Thermally-Induced in Situ Synthesis of Ethylene-Linked Viologen Ionic Radical Polymers for Photocatalytic CO2 Cycloaddition

This study presents a facile one-pot quaternization strategy for constructing conjugated ethylene-linked viologen ionic radical polymers (designated as EVIRPs) to enable visible-light-enhanced photocatalytic CO2 cycloaddition under ambient conditions. The optimized polymer EVIRP-180 was synthesized by thermally induced in situ quaternization between commercially available monomers 1,2-bis(4-pyridyl)ethylene (BPE) and 1,2,4,5-tetrakis(bromomethyl)benzene (TBMB) in the high-boiling-point solvent N-methylpyrrolidone (NMP) at 180 °C for 24 h without requiring external catalysts and reducing agents. Remarkably, electron paramagnetic resonance (EPR) spectroscopy and X-ray photoelectron spectroscopy (XPS) analyses revealed a temperature-dependent enhancement of radical intensity, with EVIRP-180 exhibiting stronger radical signals compared to the control polymers EVIRP-100 and EVIRP-140 prepared at lower temperatures (100 and 140 °C, respectively).
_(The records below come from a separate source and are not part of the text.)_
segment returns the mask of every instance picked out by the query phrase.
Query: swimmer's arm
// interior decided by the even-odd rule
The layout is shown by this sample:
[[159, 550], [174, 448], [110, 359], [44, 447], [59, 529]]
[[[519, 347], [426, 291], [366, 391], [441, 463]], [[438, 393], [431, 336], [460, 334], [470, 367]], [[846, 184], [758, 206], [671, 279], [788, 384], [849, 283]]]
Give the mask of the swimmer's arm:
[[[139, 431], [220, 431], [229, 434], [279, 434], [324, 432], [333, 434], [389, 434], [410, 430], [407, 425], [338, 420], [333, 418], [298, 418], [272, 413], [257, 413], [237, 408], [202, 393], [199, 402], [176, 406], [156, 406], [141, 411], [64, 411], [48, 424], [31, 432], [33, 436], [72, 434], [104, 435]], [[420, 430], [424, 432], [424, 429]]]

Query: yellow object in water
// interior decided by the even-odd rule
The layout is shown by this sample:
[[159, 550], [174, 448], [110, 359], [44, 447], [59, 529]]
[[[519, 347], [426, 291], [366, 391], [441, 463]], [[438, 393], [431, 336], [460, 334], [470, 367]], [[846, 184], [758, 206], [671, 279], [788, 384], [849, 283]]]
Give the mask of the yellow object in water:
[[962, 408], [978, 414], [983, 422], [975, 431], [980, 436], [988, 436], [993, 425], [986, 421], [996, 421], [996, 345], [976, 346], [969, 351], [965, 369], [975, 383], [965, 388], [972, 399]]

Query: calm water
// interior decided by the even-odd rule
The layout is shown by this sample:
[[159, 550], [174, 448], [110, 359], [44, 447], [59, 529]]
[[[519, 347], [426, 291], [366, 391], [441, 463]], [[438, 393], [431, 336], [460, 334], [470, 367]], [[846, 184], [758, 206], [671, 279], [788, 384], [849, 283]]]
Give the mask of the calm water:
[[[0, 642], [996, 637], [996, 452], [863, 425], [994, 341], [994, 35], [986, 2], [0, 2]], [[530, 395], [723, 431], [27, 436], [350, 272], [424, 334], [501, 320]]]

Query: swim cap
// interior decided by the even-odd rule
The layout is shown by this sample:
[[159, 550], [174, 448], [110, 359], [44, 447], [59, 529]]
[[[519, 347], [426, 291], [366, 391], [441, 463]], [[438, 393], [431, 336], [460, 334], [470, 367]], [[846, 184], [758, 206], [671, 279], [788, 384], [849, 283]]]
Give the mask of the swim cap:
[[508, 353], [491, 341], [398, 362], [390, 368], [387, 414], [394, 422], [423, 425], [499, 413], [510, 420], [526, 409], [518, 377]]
This phenomenon arises from two synergistic effects: (1) a higher temperature promotes the formation of more ethylene-linked viologen ionic radicals via a thermally induced process; (2) the solvent NMP can be partially converted into activated NMP (denoted as NMP*) at elevated temperatures, which serves as an effective reducing agent for facilitating one-electron reduction of viologen dications to cationic radicals. The optimized polymer EVIRP-180 demonstrated an enhanced visible-light-harvesting ability and superior photoinduced charge transfer capability. As a metal-free heterogeneous photocatalyst, EVIRP-180 achieved exceptional photocatalytic efficiency in the photocatalytic cycloaddition of CO2 and epoxides to cyclic carbonates under ambient conditions (room temperature, atmospheric pressure) without using cocatalysts or solvents. This work establishes a sustainable pathway for developing multifunctional ionic radical polymers as efficient photocatalysts for CO2 conversion under ambient conditions.